Web Scraping Instagram Photos with Selenium

Updated: Mar 19, 2021

Selenium is a very powerful web scraping tool, it can target specific content elements on a dynamically loading webpage and extract them mercilessly! But great power also leaves room for great errors, and in this short tutorial, I will show handy ways to bypass them and automate the entire process of Instagram image extraction.

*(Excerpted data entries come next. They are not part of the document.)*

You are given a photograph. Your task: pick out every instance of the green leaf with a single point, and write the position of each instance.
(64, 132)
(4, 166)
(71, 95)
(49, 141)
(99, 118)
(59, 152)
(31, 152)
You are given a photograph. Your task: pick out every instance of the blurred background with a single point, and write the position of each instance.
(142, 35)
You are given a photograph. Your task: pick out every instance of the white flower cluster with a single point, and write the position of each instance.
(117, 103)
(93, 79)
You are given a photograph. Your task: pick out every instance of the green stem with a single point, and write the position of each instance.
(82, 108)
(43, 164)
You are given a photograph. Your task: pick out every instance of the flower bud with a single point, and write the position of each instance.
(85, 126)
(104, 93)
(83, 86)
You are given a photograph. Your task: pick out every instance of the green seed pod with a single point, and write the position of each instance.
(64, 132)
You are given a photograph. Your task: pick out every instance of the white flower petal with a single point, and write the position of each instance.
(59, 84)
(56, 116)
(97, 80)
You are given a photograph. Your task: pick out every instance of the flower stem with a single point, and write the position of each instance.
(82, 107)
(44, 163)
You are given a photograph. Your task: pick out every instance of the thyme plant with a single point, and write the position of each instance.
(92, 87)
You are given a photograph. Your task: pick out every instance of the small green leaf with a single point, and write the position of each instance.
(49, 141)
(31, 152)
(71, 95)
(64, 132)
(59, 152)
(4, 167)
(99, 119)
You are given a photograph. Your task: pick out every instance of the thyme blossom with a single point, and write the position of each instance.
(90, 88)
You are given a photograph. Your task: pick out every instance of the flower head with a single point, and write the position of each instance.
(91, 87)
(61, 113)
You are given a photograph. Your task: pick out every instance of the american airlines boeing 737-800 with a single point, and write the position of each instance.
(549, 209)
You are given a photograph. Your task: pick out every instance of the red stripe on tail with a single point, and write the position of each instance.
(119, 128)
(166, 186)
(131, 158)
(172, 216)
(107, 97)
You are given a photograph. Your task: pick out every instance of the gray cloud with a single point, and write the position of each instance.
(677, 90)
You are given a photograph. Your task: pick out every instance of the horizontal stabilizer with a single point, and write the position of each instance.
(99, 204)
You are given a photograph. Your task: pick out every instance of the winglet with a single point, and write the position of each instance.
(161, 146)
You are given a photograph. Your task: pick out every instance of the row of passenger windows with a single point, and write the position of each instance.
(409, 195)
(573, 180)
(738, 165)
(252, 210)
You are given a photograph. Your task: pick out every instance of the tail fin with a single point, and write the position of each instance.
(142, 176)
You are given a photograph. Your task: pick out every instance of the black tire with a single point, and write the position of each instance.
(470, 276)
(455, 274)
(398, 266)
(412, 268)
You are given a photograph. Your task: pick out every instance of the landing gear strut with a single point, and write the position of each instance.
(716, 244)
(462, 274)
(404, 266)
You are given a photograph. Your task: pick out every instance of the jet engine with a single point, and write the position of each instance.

We’ll focus on one task — web scraping a full database of cat images out of Instagram, straight onto your computer. We’ll do it step by step and we’ll discuss the challenges and the reasoning behind certain commands:

Install Selenium
Install a Web Driver
Initialize a Web Driver Object
NoSuchElement Exception and WebDriverWait
Login to Instagram
Dismiss Alerts
Search a Hashtag
Scroll down to the bottom of the page
Create a new directory on your computer
Save extracted images on your computer

Install Selenium

If you're using Anaconda, please type the following command (after activating your working environment of course):


conda install -c conda-forge selenium

If you're using any other distribution software, please type the following command inside your command prompt terminal:

pip install selenium

Install Web Driver

Web Driver is a tool that connects between your code and your web browser and essentially allows the automation process. Therefore the type of web driver you select would depend on the browser you are using. Please select one, or a few, of the options below (several web drivers can be installed on your computer simultaneously, I mostly use Chromedriver, but I always have Gecodriver installed as a backup, just in case).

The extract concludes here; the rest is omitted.